Reactive oxygen species and aberrant arachidonic acid metabolism are believed to contribute to carcinogenesis. Therefore, we studied the activities of catechin glucuronides in scavenging radicals and inhibiting arachidonic acid release. Most of the EGCG and EGC glucuronides still retained radical scavenging activities similar to those of the respective aglycones. Interestingly, EGCG-3′-Gluc had similar activity to EGCG in scavenging radical, whereas EGC-3′-Gluc was less active than EGC. A possible interpretation is that the B-ring is mainly responsible for the antioxidative activity of EGC, whereas with EGCG, when the B-ring is conjugated, the d-ring still effectively exhibits antioxidative activity.
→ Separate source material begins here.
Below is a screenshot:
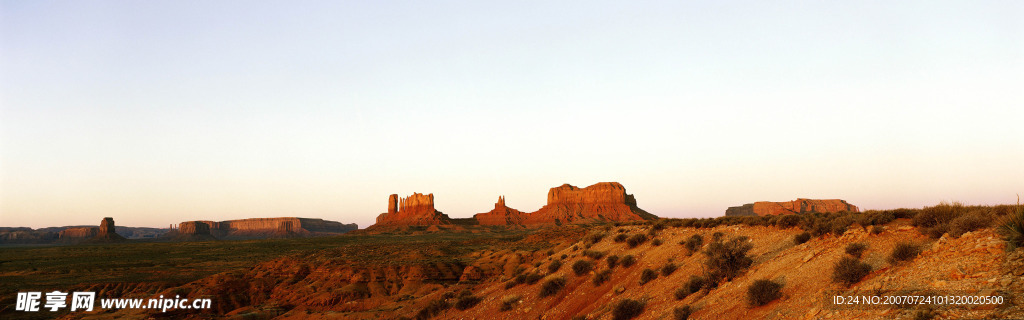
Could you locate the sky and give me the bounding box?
[0,0,1024,228]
EGCG and EGC glucuronides had different activities in inhibiting arachidonic acid release from HT-29 cell line. Such inhibition appears not to be related their antioxidative activity, since ascorbic acid (50 μM) had no effect. The inhibitory effects could be due to either the intrinsic biological activity of these glucuronides or their aglycones produced in the presence of cellular β-glucuronidase. The possible physiological importance of the inhibition of arachidonic acid release by catechin glucuronides needs to be investigated.

As the major water-extractable constituents of green tea, tea catechins are consumed by a very large population. The present work demonstrates that EGCG and EGC are extensively glucuronidated by intestinal and hepatic UGT enzymes. Glucuronidation of EGCG and EGC, in conjunction with efflux transporters, may be key factors determining the bioavailability of these compounds in humans. EGCG may also serve as a competitive substrate for the glucuronidation of drugs or endogenous compounds, and thus affect their bioavailabilities. Some of the EGCG and EGC glucuronides retain radical quenching and other biological activities of the aglycone. More studies on the formation and biological activities of these metabolites are needed for better understanding the biological effects of tea consumption.